5.3 Logistics service providers: Compliance ability has become a core competitiveness
Customs broker orders surge: Customs clearance companies that are good at small commodity compliance (such as Clearit) have increased their business volume by 50%, but they also face a shortage of professional talents;
Demand for digital tools has increased: The number of users of logistics platforms that can automatically generate 10-digit HS codes and compliance certificates (such as Freightos) has increased by 30%. If traditional logistics companies do not transform, they will face customer loss.
Practical skills for SMEs to cope with potential rule changes
6.1 Review HS codes in advance to avoid "misclassification"
Dynamic self-inspection: Check product classification through the HS code database (HTS Search) on the US Customs official website every month. For example, "children's sweater" should be classified as "6104.22" instead of the vague "6104" to reduce inspection risks;
Professional assistance: Spend $500-1000 per year to hire a customs broker to do a code audit, which may avoid more than 10 times the inspection loss.
6.2 Disperse transportation modes to balance cost and timeliness
"Air + sea" combination: high-value, urgent goods are transported by air (accounting for 30%), and low-value, non-urgent goods are transported by sea (accounting for 70%).

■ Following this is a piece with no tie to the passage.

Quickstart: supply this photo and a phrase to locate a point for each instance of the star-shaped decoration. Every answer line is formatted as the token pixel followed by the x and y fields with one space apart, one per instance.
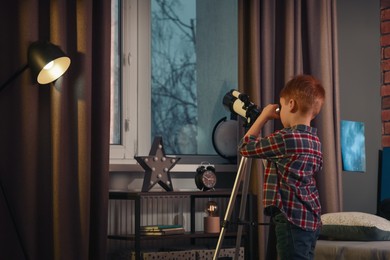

For example, the proportion of clothing goods shipped by sea has increased from 20% to 60%;
Use near-shore warehouses: Establish "bonded transit warehouses" in Tijuana, Mexico and Vancouver, Canada. Through the USMCA rules of origin, some goods can enjoy tax exemption or low tariffs.
6.3 Establish a policy early warning mechanism and bind reliable partners
Subscribe to official channels: follow the official website of the U.S. Customs CBP and Freightos policy briefs, set the "minimum rule" keyword push, and know the policy implementation time at the first time (such as the possible quota reduction in March 2025);
Choose a "rule-adaptive" logistics provider: give priority to cooperating with freight forwarders that can handle small-value goods in compliance (such as providing HS code intelligent matching and certificate agency services) to avoid delays due to insufficient customs clearance capabilities.
6.4 Digital tools improve efficiency and reduce manual errors
Compliance management system: Use Freightos's "Import Tariff Estimator" to automatically calculate the cost comparison of different declaration methods, such as the tax difference between a single ticket of $700 goods through the duty-free channel and $850 through formal declaration;
Process standardization: Enter HS codes, product descriptions, and compliance certificate templates into the ERP system, shorten the training time for new employees from 2 weeks to 3 days, and reduce the declaration error rate by 60%.
Summary: Build "compliance resilience" in the midst of rule changes
The adjustment of minimum rules is essentially a game between global trade facilitation and local protection. SMEs cannot stop the policy trend, but they can reduce the impact through "precise compliance, model iteration, and technology efficiency":
Short-term: Focus on HS coding precision and logistics model diversification to ensure that existing businesses are not severely affected;
Medium-term: Layout nearshore supply chain, establish compliance team, and transform policy risks into supply chain upgrade opportunities;
Long-term: Use digital tools to achieve "rule adaptation automation" to make compliance a competitive advantage rather than a cost item.
As Clearit CEO Adam Lewis said: "The change in small tax exemption rules forces SMEs to shift from "barbaric growth" to "compliance wins" - those companies that lay out 3 months in advance will suffer 50% less transformation pain than their peers." Faced with the reconstruction of global trade rules, companies that proactively prepare will eventually find a new anchor in the storm.